Non-standard languages or runtimes. Paketo doesn’t cover every language. If you’re running a Nim, Zig, Elixir, or Erlang application, you’ll need to write your own build instructions.

Unusual build pipelines. If your build requires fetching private artifacts, invoking a code generator, or compiling against a specific toolchain version that the Paketo buildpack doesn’t expose as a configuration option, a Dockerfile gives you full control.

Monorepos with multiple apps. Buildpacks assume a single-app repository. If your repo contains multiple services, you’ll need either a Dockerfile (or multiple Dockerfiles) with a build argument to select the service, or you’ll need to reorganize your repo structure.

When VMKit detects a Dockerfile, it switches the build step to docker build --file Dockerfile and the Buildpack step is skipped entirely. The resulting image is still pushed to GHCR and deployed via Kamal in the same way — only the image production step changes.

Having a Dockerfile does not mean you lose any VMKit features. DNS management, TLS, zero-downtime deploys, log streaming, and rollbacks all work exactly the same way. The only change is how the container image is produced.


Layer Caching and Build Speed

One practical consequence of the Buildpack architecture is predictable build times. Because the dependency layer (your requirements.txt install, your npm install, your bundle install) is a separate OCI layer, it’s cached in GHCR between builds. If you push a commit that only changes application code and not dependencies, the build step for dependencies is a cache hit — it takes seconds, not minutes.

With a Dockerfile, whether the cache hits depends on how carefully you’ve ordered your COPY and RUN instructions. Buildpacks always get the layering right because they manage it internally, without any configuration required from you.

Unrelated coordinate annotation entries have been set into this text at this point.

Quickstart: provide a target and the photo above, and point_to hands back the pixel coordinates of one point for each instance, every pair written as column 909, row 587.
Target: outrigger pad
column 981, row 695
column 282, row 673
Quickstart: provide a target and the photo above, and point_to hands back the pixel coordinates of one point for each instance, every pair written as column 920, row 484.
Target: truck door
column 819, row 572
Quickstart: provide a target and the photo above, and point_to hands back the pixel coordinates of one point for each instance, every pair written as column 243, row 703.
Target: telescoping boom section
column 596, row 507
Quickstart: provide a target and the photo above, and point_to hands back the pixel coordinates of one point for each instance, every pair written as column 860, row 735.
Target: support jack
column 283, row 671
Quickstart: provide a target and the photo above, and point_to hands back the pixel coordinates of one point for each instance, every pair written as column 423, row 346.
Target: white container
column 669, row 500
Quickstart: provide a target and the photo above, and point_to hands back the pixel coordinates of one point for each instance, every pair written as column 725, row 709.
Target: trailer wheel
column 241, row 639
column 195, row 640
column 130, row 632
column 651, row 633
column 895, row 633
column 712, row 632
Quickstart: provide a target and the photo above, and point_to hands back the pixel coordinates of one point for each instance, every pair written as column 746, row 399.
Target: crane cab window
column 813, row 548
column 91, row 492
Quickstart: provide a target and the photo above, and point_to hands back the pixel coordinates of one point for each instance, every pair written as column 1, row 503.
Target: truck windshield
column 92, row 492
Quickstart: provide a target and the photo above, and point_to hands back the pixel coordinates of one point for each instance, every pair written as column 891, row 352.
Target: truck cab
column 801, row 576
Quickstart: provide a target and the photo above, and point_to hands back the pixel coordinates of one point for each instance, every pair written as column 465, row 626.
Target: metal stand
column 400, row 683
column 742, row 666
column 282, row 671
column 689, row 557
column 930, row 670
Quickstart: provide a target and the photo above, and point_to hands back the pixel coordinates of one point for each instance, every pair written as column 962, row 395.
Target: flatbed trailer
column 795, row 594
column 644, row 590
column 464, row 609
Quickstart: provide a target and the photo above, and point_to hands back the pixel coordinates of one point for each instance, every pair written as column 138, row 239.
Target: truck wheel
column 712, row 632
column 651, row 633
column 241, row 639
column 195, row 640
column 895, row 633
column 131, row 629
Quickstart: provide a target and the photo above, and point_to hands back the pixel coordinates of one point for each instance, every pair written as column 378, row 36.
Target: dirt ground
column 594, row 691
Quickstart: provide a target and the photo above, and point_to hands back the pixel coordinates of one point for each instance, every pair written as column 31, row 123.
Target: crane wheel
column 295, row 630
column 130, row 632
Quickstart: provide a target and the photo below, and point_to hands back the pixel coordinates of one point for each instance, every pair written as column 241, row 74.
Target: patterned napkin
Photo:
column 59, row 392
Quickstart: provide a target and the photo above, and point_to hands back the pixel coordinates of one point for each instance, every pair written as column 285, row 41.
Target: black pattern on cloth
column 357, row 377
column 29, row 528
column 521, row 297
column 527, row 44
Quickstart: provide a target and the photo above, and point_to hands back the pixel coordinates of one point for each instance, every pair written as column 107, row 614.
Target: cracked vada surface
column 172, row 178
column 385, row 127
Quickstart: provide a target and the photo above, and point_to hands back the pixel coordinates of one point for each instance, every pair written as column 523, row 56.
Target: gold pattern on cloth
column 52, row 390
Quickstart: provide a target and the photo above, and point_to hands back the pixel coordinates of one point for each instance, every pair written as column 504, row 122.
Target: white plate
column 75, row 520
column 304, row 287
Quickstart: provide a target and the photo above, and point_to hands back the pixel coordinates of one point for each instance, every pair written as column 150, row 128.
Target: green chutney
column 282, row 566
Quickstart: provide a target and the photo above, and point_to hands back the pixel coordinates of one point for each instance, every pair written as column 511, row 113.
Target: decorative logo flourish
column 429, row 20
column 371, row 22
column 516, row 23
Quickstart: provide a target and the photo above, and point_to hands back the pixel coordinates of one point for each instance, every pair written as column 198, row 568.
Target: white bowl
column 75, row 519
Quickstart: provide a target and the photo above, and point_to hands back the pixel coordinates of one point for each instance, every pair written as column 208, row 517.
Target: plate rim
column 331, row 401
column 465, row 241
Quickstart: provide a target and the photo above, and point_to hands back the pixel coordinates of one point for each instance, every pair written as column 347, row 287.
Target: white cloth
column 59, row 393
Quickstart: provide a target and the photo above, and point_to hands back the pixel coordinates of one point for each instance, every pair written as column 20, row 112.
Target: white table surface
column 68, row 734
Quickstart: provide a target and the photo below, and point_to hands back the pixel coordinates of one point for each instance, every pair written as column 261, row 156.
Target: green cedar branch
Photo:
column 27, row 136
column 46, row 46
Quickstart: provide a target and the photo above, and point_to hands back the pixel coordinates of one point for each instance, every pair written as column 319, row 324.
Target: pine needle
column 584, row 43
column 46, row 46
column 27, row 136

In practice, for a medium-sized Python application:

  • First build (cold): 3–5 minutes (installing all packages)
  • Subsequent builds (code change only): 45–90 seconds (dependency layer cached)
  • Subsequent builds (dependency added): 2–4 minutes (dependency layer rebuilt from the change)

The first build of any new repo is always the slowest. Once the layers are cached in GHCR, the iteration cycle is fast enough that it doesn’t feel like a bottleneck in normal development.